New home construction is forecast to grow just 1% this year. New home sales might gain 1%. Starts are projected flat.
On the surface, the housing market looks frozen. But builders are quietly reshaping how Americans live - office buildings are becoming apartments, backyards are sprouting cottages, and factories are churning out prefab houses.
The Reshaping Has Already Started
Manhattan's office-to-residential conversions have added 10,000 housing units since 1992, with more in the pipeline. These are mostly affordable apartments in urban cores where young people actually want to live.
California's accessory dwelling units (ADUs - backyard cottages) now account for nearly half of all new single-family construction. That's a revolutionary shift in just five years.

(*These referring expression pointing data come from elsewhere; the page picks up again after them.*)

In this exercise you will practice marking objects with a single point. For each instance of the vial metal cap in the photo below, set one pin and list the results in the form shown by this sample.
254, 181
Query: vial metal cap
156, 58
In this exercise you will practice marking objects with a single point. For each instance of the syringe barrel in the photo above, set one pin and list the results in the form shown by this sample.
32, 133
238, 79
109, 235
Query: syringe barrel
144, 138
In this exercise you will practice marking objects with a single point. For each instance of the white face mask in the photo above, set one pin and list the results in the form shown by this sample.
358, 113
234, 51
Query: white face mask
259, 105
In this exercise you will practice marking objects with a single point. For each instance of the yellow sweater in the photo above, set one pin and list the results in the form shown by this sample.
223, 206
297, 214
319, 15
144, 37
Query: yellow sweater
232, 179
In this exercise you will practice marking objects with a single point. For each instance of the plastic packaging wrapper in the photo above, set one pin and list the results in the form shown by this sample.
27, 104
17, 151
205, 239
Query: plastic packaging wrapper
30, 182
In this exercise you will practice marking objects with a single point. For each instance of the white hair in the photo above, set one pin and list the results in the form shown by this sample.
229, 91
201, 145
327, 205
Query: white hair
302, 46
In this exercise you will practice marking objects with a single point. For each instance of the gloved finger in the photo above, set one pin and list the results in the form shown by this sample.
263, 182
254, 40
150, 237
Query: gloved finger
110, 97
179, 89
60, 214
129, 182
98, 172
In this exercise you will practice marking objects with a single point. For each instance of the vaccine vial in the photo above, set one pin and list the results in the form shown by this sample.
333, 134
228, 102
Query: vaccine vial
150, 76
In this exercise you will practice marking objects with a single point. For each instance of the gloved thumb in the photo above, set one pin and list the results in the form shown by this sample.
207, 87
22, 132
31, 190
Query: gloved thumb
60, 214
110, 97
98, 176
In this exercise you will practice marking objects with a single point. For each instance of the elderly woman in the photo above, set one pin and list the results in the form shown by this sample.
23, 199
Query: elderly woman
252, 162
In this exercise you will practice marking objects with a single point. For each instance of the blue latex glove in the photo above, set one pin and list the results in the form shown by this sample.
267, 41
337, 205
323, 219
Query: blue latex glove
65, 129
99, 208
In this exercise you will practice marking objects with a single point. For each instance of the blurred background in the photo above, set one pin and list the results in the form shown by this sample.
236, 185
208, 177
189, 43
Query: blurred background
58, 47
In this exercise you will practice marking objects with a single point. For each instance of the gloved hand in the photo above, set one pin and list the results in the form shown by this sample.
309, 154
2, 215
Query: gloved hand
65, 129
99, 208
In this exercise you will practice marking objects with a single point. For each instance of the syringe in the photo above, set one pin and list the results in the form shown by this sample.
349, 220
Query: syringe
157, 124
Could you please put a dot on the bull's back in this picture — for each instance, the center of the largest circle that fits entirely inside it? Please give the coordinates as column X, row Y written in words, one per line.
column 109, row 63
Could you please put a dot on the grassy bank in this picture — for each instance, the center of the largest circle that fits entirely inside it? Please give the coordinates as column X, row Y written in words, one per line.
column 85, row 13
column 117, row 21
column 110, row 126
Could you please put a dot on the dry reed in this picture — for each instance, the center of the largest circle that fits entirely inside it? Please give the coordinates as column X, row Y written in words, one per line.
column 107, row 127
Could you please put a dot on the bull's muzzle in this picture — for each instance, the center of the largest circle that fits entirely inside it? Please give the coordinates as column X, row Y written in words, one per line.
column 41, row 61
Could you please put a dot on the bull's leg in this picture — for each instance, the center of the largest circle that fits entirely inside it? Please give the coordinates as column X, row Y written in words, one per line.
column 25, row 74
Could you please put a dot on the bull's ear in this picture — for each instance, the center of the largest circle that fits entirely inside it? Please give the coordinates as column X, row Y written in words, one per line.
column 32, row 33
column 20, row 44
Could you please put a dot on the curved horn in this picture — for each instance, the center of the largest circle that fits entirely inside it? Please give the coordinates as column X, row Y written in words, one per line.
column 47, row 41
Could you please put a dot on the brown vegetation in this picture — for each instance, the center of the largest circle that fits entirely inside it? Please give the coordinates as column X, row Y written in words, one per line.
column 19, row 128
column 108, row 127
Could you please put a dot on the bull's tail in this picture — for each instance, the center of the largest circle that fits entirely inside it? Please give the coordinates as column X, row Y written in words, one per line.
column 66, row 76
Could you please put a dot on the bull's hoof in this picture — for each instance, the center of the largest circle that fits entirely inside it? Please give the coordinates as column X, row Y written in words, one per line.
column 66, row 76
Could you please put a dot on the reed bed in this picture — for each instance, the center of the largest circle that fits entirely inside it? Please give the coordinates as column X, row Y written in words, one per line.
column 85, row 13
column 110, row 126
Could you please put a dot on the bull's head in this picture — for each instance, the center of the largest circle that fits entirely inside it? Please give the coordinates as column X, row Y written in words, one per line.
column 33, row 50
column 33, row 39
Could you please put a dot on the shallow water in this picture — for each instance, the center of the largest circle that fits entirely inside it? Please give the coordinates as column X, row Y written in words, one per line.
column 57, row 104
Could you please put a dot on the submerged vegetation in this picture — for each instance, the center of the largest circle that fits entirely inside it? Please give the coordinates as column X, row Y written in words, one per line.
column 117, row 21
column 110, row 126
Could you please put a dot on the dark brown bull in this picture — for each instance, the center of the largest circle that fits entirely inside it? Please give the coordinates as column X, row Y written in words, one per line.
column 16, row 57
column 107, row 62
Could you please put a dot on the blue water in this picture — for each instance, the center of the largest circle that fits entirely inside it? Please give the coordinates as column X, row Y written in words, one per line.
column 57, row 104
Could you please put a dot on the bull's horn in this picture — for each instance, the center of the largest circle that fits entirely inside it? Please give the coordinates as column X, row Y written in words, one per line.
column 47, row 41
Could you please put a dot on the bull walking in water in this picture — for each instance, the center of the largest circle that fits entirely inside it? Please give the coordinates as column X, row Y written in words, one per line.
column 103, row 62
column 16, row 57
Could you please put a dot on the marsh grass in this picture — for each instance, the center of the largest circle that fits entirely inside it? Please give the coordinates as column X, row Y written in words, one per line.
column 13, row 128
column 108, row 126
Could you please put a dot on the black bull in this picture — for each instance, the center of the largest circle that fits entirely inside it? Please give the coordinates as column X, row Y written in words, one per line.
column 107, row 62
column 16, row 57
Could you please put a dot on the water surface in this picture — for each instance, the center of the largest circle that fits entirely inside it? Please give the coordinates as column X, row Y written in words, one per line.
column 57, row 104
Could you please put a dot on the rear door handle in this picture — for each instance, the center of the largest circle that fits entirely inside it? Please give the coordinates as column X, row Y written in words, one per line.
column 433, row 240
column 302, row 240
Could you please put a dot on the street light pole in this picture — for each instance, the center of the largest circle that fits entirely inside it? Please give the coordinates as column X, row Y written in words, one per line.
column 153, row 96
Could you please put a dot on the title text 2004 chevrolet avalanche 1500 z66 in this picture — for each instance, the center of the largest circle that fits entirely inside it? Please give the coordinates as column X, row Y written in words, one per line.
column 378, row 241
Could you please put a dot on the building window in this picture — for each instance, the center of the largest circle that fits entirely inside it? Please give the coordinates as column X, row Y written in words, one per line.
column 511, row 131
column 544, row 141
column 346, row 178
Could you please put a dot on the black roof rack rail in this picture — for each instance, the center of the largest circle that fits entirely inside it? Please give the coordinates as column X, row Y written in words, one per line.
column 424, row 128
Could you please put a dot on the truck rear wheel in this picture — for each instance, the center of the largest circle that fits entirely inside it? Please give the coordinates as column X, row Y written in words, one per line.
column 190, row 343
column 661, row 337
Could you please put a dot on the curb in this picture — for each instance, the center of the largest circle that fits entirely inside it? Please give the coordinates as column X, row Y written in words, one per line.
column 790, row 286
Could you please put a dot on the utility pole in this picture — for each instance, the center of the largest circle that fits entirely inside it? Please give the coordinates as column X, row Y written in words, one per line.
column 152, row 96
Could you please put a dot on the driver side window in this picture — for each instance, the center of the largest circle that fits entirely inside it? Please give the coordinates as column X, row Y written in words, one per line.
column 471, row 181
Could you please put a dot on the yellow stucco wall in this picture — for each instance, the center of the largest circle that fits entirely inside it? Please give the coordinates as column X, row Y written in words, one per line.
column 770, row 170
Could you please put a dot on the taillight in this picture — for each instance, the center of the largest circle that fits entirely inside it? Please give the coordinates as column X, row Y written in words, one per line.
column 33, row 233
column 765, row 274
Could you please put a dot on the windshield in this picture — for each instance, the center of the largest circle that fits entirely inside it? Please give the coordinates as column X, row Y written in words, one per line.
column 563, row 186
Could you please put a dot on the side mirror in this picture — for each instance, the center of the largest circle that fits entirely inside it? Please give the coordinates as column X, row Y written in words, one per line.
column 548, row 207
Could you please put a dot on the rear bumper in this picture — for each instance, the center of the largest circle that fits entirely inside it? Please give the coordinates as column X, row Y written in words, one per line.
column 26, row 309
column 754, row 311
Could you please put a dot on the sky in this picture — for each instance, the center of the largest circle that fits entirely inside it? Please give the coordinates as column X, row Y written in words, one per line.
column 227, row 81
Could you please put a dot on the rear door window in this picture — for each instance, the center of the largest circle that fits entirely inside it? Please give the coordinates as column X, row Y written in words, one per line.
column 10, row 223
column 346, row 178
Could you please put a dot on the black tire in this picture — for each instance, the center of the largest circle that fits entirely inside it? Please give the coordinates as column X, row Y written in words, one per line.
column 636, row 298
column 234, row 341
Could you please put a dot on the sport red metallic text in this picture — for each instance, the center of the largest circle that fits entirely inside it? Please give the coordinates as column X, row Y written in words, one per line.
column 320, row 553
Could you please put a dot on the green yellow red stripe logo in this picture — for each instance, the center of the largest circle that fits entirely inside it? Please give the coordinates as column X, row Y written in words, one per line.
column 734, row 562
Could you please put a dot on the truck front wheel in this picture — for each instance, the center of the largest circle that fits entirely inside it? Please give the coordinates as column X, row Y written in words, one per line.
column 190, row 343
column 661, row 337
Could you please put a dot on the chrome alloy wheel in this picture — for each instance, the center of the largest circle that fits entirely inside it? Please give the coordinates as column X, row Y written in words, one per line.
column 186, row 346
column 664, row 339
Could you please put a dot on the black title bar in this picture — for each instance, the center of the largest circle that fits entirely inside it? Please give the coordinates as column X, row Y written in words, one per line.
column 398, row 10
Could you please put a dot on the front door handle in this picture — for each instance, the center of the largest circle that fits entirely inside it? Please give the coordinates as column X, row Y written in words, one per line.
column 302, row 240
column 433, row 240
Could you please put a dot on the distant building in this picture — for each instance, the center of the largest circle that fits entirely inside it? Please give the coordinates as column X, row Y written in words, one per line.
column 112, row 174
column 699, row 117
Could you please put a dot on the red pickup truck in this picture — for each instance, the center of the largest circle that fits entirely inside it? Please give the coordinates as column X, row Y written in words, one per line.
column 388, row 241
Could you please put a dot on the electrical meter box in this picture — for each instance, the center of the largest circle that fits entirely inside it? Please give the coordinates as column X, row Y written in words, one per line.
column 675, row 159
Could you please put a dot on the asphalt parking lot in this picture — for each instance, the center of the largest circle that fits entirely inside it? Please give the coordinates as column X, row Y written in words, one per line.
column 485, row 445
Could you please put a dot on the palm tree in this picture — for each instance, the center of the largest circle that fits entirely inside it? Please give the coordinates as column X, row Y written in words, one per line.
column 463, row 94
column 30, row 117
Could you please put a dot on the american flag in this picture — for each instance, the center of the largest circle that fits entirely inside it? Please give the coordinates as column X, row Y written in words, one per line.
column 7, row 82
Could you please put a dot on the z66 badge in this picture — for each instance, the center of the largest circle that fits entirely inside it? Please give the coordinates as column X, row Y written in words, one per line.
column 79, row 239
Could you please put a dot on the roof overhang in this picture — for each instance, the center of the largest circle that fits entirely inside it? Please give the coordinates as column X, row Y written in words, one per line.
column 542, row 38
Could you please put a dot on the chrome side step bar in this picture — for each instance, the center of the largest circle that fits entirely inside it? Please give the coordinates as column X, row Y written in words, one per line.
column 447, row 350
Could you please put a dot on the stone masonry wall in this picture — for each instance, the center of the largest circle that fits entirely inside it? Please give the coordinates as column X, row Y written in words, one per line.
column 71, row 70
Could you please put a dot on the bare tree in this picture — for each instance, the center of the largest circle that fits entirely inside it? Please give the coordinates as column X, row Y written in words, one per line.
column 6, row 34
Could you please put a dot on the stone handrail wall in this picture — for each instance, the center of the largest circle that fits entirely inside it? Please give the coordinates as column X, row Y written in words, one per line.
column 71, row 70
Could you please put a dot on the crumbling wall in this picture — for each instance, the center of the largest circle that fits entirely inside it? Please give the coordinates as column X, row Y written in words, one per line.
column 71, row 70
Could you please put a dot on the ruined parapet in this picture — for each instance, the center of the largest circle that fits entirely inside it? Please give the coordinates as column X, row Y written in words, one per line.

Factory-built and prefab housing is growing faster than traditional stick-built construction. It's cheaper, faster, and appeals to builders stretched thin by labor shortages.
Why Mortgage Rates Set the Pace
Long-term rates are volatile because inflation keeps surprising everyone. When a 30-year mortgage costs 6.37% and price appreciation is uncertain, builders get cautious.
They're building smaller houses, mixed-income neighborhoods, and more conversions of dead office space. Remodeling is geared up for a multi-year upswing as existing homeowners improve instead of sell.
What to Watch
Whether the multifamily-to-single-family pipeline produces enough inventory to bring down prices. If remodeling holds momentum, you'll see less new construction and more renovation - which changes everything about supply, prices, and who can afford where.